この結果は、雄マウスが成体となったその子孫を認識するのはその父親であったという経験に基づいており、その過程には新しい神経細胞と神経ホルモンの生成が極めて重要であることを示している。父性による若年もしくは成体となった子の認識は、ヒト以外の霊長類、ヒト、げっ歯類のいくつかの種でみられるとされている。

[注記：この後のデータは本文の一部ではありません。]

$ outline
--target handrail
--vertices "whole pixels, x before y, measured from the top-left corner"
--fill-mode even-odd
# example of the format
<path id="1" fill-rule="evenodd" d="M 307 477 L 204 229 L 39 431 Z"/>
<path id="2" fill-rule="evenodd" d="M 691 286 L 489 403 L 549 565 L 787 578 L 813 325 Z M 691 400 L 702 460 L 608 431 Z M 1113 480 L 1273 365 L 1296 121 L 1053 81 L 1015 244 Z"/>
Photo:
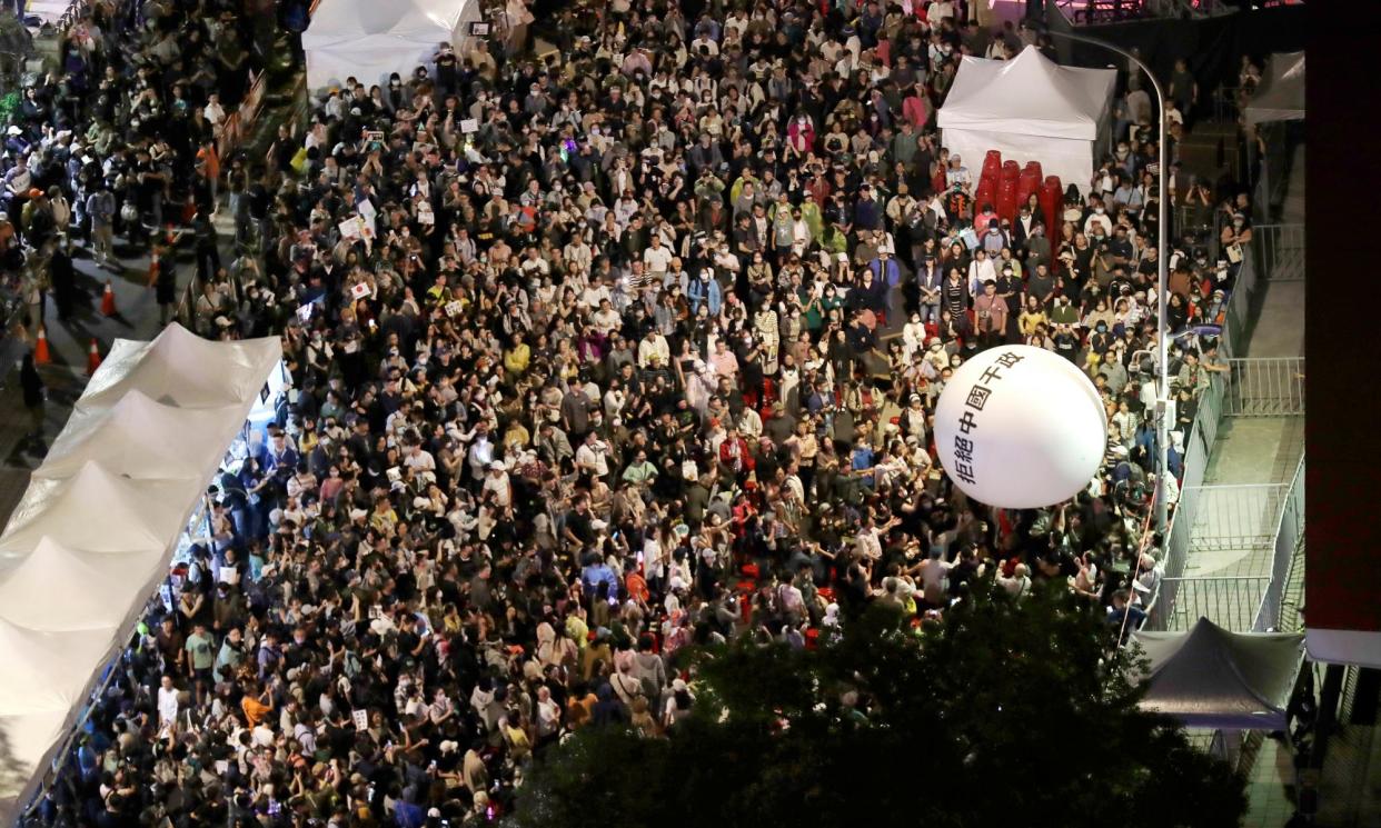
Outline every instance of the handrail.
<path id="1" fill-rule="evenodd" d="M 1280 610 L 1282 610 L 1280 598 L 1284 593 L 1284 586 L 1286 586 L 1284 580 L 1290 574 L 1290 560 L 1282 560 L 1282 558 L 1284 558 L 1286 551 L 1288 551 L 1290 558 L 1294 558 L 1294 551 L 1300 544 L 1300 531 L 1298 531 L 1300 527 L 1298 526 L 1295 527 L 1295 537 L 1290 540 L 1290 542 L 1286 544 L 1284 548 L 1280 545 L 1280 541 L 1286 529 L 1286 518 L 1290 516 L 1293 508 L 1297 504 L 1297 498 L 1302 497 L 1302 491 L 1298 487 L 1304 486 L 1304 468 L 1305 468 L 1304 464 L 1305 464 L 1305 455 L 1300 455 L 1300 462 L 1295 465 L 1294 476 L 1290 479 L 1290 490 L 1286 493 L 1284 501 L 1280 504 L 1280 513 L 1276 515 L 1276 531 L 1271 538 L 1271 545 L 1275 548 L 1276 556 L 1272 560 L 1271 566 L 1271 584 L 1268 584 L 1266 589 L 1261 593 L 1261 603 L 1257 606 L 1255 622 L 1253 624 L 1253 629 L 1257 632 L 1265 632 L 1265 629 L 1268 628 L 1276 628 L 1280 625 Z M 1304 504 L 1301 502 L 1298 508 L 1300 508 L 1300 519 L 1302 522 Z M 1271 609 L 1268 602 L 1272 598 L 1271 595 L 1272 589 L 1275 589 L 1276 592 L 1275 596 L 1276 617 L 1266 618 L 1266 613 Z"/>

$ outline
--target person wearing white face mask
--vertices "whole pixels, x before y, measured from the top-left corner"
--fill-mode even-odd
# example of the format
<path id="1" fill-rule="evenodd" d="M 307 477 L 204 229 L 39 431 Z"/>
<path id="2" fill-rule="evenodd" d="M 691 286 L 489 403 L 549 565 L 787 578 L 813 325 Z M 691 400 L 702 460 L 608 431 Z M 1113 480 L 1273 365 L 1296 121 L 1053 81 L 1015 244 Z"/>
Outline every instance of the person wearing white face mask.
<path id="1" fill-rule="evenodd" d="M 1103 208 L 1103 200 L 1098 196 L 1092 196 L 1088 200 L 1092 206 L 1092 213 L 1088 215 L 1088 218 L 1084 219 L 1084 233 L 1088 236 L 1095 236 L 1095 235 L 1112 236 L 1113 221 L 1108 217 L 1108 211 Z M 1094 225 L 1101 225 L 1103 232 L 1094 233 Z"/>

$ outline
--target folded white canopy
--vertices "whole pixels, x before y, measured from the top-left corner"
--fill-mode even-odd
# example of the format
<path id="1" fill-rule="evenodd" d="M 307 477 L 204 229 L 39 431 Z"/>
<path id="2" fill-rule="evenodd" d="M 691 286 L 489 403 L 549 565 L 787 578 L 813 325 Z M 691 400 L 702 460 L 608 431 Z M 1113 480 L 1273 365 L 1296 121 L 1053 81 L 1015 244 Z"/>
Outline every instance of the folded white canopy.
<path id="1" fill-rule="evenodd" d="M 122 647 L 260 389 L 276 338 L 117 339 L 0 534 L 0 822 Z"/>

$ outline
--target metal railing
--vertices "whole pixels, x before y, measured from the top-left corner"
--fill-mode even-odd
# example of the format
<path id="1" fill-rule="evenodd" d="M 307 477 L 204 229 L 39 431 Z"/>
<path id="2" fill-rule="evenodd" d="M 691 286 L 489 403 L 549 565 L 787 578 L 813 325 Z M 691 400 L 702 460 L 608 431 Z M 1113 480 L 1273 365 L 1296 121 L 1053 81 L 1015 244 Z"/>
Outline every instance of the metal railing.
<path id="1" fill-rule="evenodd" d="M 1268 230 L 1269 232 L 1269 230 Z M 1247 320 L 1253 308 L 1253 298 L 1262 282 L 1258 276 L 1261 273 L 1261 255 L 1262 250 L 1257 244 L 1251 244 L 1243 251 L 1244 258 L 1242 268 L 1237 272 L 1237 279 L 1228 298 L 1226 319 L 1222 327 L 1222 337 L 1219 339 L 1219 349 L 1226 357 L 1232 357 L 1235 348 L 1240 348 L 1243 342 L 1244 330 L 1247 327 Z M 1269 253 L 1269 251 L 1268 251 Z M 1240 629 L 1251 629 L 1258 621 L 1266 622 L 1272 617 L 1279 617 L 1282 593 L 1284 589 L 1284 580 L 1288 575 L 1288 558 L 1284 558 L 1284 566 L 1280 564 L 1279 559 L 1283 555 L 1283 545 L 1291 535 L 1298 540 L 1302 531 L 1304 523 L 1304 500 L 1302 500 L 1302 475 L 1297 472 L 1295 482 L 1288 486 L 1275 486 L 1264 487 L 1261 491 L 1247 493 L 1247 491 L 1229 491 L 1225 487 L 1204 486 L 1204 473 L 1208 468 L 1208 455 L 1213 450 L 1214 442 L 1218 437 L 1218 426 L 1221 425 L 1228 410 L 1237 413 L 1251 413 L 1266 410 L 1266 403 L 1272 400 L 1294 400 L 1291 406 L 1282 406 L 1277 403 L 1271 403 L 1275 406 L 1276 411 L 1304 411 L 1304 395 L 1302 395 L 1302 379 L 1300 381 L 1300 393 L 1291 397 L 1286 389 L 1275 396 L 1265 395 L 1261 392 L 1262 385 L 1255 375 L 1259 368 L 1246 367 L 1247 363 L 1254 360 L 1229 360 L 1236 362 L 1240 367 L 1236 371 L 1236 389 L 1235 389 L 1235 374 L 1218 373 L 1210 378 L 1208 388 L 1199 396 L 1199 414 L 1195 418 L 1193 426 L 1189 433 L 1185 435 L 1185 451 L 1184 451 L 1184 473 L 1181 477 L 1179 500 L 1175 505 L 1175 512 L 1171 516 L 1170 529 L 1166 533 L 1161 567 L 1164 577 L 1160 580 L 1156 595 L 1148 602 L 1149 620 L 1146 622 L 1148 629 L 1172 629 L 1172 622 L 1175 618 L 1189 617 L 1193 611 L 1193 604 L 1200 604 L 1211 589 L 1229 589 L 1228 585 L 1218 586 L 1204 586 L 1203 580 L 1193 575 L 1186 575 L 1189 566 L 1189 558 L 1192 552 L 1208 551 L 1217 548 L 1217 551 L 1228 551 L 1230 545 L 1236 544 L 1239 551 L 1255 549 L 1259 551 L 1271 548 L 1276 544 L 1276 558 L 1272 562 L 1269 571 L 1266 567 L 1259 567 L 1259 571 L 1242 571 L 1239 567 L 1232 571 L 1228 578 L 1266 578 L 1266 585 L 1262 588 L 1255 581 L 1253 582 L 1257 588 L 1253 613 L 1250 613 L 1251 624 L 1240 627 Z M 1302 375 L 1304 364 L 1300 364 L 1290 377 Z M 1288 368 L 1284 368 L 1288 370 Z M 1246 397 L 1243 396 L 1243 381 L 1247 384 Z M 1269 386 L 1268 386 L 1269 388 Z M 1295 404 L 1297 403 L 1297 404 Z M 1280 415 L 1280 414 L 1277 414 Z M 1301 461 L 1302 462 L 1302 461 Z M 1257 498 L 1255 502 L 1251 498 Z M 1298 502 L 1294 502 L 1298 498 Z M 1275 511 L 1272 511 L 1272 506 Z M 1288 509 L 1295 509 L 1290 513 L 1287 519 L 1284 515 Z M 1279 519 L 1276 516 L 1280 515 Z M 1207 530 L 1210 520 L 1228 518 L 1226 529 L 1213 531 Z M 1266 529 L 1269 527 L 1269 529 Z M 1279 527 L 1279 529 L 1277 529 Z M 1236 603 L 1229 604 L 1233 607 L 1233 613 L 1237 614 L 1236 606 L 1242 602 L 1237 600 L 1240 595 L 1251 595 L 1250 591 L 1243 591 L 1242 585 L 1233 586 L 1236 592 L 1233 593 L 1233 600 Z M 1181 595 L 1184 592 L 1184 595 Z M 1197 618 L 1197 615 L 1193 615 Z M 1190 618 L 1190 621 L 1193 620 Z"/>
<path id="2" fill-rule="evenodd" d="M 1233 571 L 1184 575 L 1178 567 L 1160 582 L 1152 629 L 1189 629 L 1199 618 L 1233 632 L 1280 627 L 1286 581 L 1304 534 L 1304 468 L 1301 458 L 1290 483 L 1201 486 L 1181 495 L 1181 504 L 1190 504 L 1188 515 L 1177 515 L 1184 535 L 1177 541 L 1188 546 L 1186 556 L 1218 553 Z M 1268 549 L 1269 559 L 1261 555 Z"/>
<path id="3" fill-rule="evenodd" d="M 1302 224 L 1257 225 L 1251 247 L 1268 282 L 1302 282 L 1305 241 Z"/>
<path id="4" fill-rule="evenodd" d="M 1284 502 L 1280 508 L 1280 518 L 1276 520 L 1275 558 L 1271 562 L 1271 584 L 1261 595 L 1261 606 L 1251 629 L 1268 632 L 1280 629 L 1282 611 L 1284 609 L 1284 592 L 1290 580 L 1290 567 L 1294 563 L 1295 551 L 1304 538 L 1304 458 L 1295 466 L 1294 477 L 1290 480 Z"/>
<path id="5" fill-rule="evenodd" d="M 1163 629 L 1185 631 L 1199 618 L 1233 632 L 1251 629 L 1269 584 L 1269 575 L 1166 578 L 1161 585 L 1174 600 L 1167 602 Z"/>
<path id="6" fill-rule="evenodd" d="M 1228 360 L 1226 417 L 1302 417 L 1304 357 Z"/>
<path id="7" fill-rule="evenodd" d="M 1197 504 L 1193 522 L 1189 526 L 1189 552 L 1233 555 L 1271 548 L 1279 527 L 1280 511 L 1290 494 L 1290 484 L 1259 483 L 1181 489 L 1181 498 L 1186 494 L 1195 497 Z M 1246 562 L 1242 562 L 1239 569 L 1242 566 L 1246 566 Z"/>

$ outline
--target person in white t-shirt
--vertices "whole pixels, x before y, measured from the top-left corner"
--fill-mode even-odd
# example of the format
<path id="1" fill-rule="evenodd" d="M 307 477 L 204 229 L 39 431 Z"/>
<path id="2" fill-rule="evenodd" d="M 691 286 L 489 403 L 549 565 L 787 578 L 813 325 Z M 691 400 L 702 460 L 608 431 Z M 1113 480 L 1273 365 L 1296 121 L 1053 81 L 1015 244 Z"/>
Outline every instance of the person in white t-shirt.
<path id="1" fill-rule="evenodd" d="M 657 282 L 667 275 L 673 258 L 675 257 L 671 248 L 661 246 L 661 236 L 653 236 L 652 247 L 642 251 L 642 265 L 648 269 L 648 275 L 657 277 Z"/>
<path id="2" fill-rule="evenodd" d="M 177 724 L 178 698 L 177 687 L 173 686 L 173 676 L 163 676 L 159 683 L 159 726 L 171 727 Z"/>
<path id="3" fill-rule="evenodd" d="M 496 506 L 507 508 L 512 505 L 514 487 L 512 482 L 508 479 L 508 472 L 504 471 L 504 464 L 499 461 L 489 464 L 489 473 L 485 475 L 483 491 L 485 494 L 493 495 Z"/>

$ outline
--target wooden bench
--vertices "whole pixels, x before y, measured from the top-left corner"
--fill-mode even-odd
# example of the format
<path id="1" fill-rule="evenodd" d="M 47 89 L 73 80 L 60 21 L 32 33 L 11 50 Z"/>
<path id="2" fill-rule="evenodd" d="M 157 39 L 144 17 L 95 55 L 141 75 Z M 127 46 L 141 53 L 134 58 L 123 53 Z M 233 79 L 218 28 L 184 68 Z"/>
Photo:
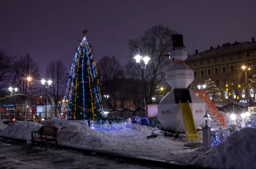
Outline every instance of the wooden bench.
<path id="1" fill-rule="evenodd" d="M 58 136 L 58 127 L 53 126 L 46 125 L 42 126 L 39 131 L 31 132 L 31 146 L 35 144 L 33 142 L 34 139 L 37 139 L 41 140 L 41 141 L 44 140 L 45 141 L 45 150 L 47 150 L 47 143 L 50 141 L 55 141 L 56 146 L 58 146 L 58 141 L 57 138 Z M 39 133 L 40 136 L 33 137 L 33 133 L 34 132 Z M 43 137 L 45 135 L 45 137 Z"/>

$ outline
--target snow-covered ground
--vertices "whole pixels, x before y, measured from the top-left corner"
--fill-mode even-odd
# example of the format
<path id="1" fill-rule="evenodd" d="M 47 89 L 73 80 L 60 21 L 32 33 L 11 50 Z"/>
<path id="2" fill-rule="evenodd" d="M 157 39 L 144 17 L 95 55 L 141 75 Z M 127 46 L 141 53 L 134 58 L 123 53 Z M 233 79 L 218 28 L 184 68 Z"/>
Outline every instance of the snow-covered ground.
<path id="1" fill-rule="evenodd" d="M 26 140 L 28 143 L 31 140 L 31 132 L 38 131 L 42 124 L 36 122 L 16 121 L 0 132 L 0 136 Z"/>
<path id="2" fill-rule="evenodd" d="M 0 141 L 1 169 L 159 169 L 84 155 L 75 151 L 30 147 Z"/>
<path id="3" fill-rule="evenodd" d="M 36 122 L 17 122 L 0 132 L 0 136 L 28 140 L 31 137 L 30 132 L 38 130 L 41 126 Z M 201 139 L 202 132 L 199 132 Z M 154 137 L 147 138 L 152 135 Z M 59 144 L 67 146 L 148 156 L 185 164 L 220 169 L 255 168 L 254 138 L 256 138 L 256 129 L 247 128 L 235 131 L 225 141 L 217 146 L 189 149 L 184 146 L 187 144 L 184 134 L 173 134 L 158 129 L 135 124 L 120 130 L 102 128 L 96 130 L 84 125 L 70 123 L 60 128 L 58 133 Z"/>
<path id="4" fill-rule="evenodd" d="M 6 128 L 6 125 L 5 125 L 2 121 L 0 121 L 0 130 L 2 130 Z"/>

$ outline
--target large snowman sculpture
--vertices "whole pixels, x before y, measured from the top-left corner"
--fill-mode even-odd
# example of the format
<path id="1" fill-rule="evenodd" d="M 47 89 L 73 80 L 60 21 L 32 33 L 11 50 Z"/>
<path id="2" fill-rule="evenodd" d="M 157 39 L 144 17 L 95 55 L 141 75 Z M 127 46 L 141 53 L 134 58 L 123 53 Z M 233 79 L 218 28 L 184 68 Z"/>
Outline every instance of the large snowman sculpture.
<path id="1" fill-rule="evenodd" d="M 158 119 L 170 130 L 185 131 L 187 135 L 189 132 L 198 135 L 192 129 L 196 130 L 204 121 L 205 104 L 187 88 L 194 80 L 194 71 L 184 62 L 188 52 L 183 45 L 183 35 L 173 35 L 172 41 L 173 48 L 169 56 L 172 62 L 166 73 L 166 82 L 172 90 L 157 106 Z"/>

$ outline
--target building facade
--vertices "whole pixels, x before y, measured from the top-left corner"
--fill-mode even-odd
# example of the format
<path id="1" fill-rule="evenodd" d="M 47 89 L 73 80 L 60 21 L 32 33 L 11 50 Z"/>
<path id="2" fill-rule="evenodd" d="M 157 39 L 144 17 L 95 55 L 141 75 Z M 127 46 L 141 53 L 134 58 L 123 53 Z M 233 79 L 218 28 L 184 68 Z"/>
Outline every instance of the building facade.
<path id="1" fill-rule="evenodd" d="M 209 50 L 201 53 L 196 50 L 195 54 L 189 56 L 185 62 L 194 73 L 195 80 L 189 87 L 198 89 L 198 86 L 205 84 L 206 82 L 210 79 L 218 88 L 214 92 L 211 90 L 216 93 L 214 95 L 209 95 L 215 103 L 224 105 L 233 100 L 255 100 L 255 85 L 251 80 L 256 74 L 254 38 L 252 38 L 251 42 L 236 41 L 232 44 L 225 43 L 221 47 L 218 45 L 216 48 L 210 47 Z M 239 82 L 235 83 L 237 78 L 240 79 Z M 238 83 L 241 84 L 241 87 L 238 87 Z M 230 91 L 230 87 L 234 85 L 237 86 L 233 88 L 238 87 L 239 92 L 232 89 Z M 210 96 L 212 96 L 212 98 Z M 233 100 L 230 100 L 230 96 Z M 239 99 L 237 96 L 239 97 Z"/>

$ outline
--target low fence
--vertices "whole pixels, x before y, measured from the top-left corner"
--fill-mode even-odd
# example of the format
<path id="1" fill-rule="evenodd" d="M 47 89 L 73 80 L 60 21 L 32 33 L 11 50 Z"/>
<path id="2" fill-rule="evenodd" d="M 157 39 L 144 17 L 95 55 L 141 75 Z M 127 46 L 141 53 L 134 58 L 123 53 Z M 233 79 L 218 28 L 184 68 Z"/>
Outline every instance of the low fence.
<path id="1" fill-rule="evenodd" d="M 229 129 L 211 131 L 211 146 L 215 146 L 222 143 L 230 133 L 231 132 Z"/>

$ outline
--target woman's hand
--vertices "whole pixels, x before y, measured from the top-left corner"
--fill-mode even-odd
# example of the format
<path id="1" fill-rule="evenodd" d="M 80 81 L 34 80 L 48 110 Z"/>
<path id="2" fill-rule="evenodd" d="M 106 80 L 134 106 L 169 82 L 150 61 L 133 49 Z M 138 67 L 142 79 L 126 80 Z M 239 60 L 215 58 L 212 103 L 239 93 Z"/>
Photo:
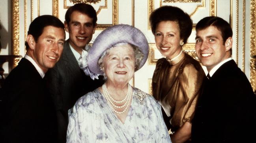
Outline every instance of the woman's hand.
<path id="1" fill-rule="evenodd" d="M 171 136 L 172 143 L 184 143 L 191 136 L 192 124 L 189 122 L 185 122 Z"/>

S WeissとG Makは、実験系統のマウスでは、もし雄が自身の子と接触したりそれらを保護したりする機会を与えられた場合、子が成体になっても自身の子を認識するようになることを発見した。この父性による子の認識には、成体期にも絶えず新しい神経が生成されている領域、嗅球と海馬における高度な神経形成が関係している。Weissらは、脳下垂体で生成されるホルモンであるプロラクチンが、父性による子の認識に必要であることも発見した。このホルモンが不足している雄マウスは、子との接触に応じた成体時神経生成の増強がみられず、子の認識もできなくなる。
異なるホルモンによって神経生成を促進すると、プロラクチンの不足を埋め合わせ、雄親における子の認識が回復する。似たような仕組みがヒトの子認識にも用いられているのか、また、これがその後の父と子の間のふるまいに影響を与えるのかどうかは、いまだ研究段階である。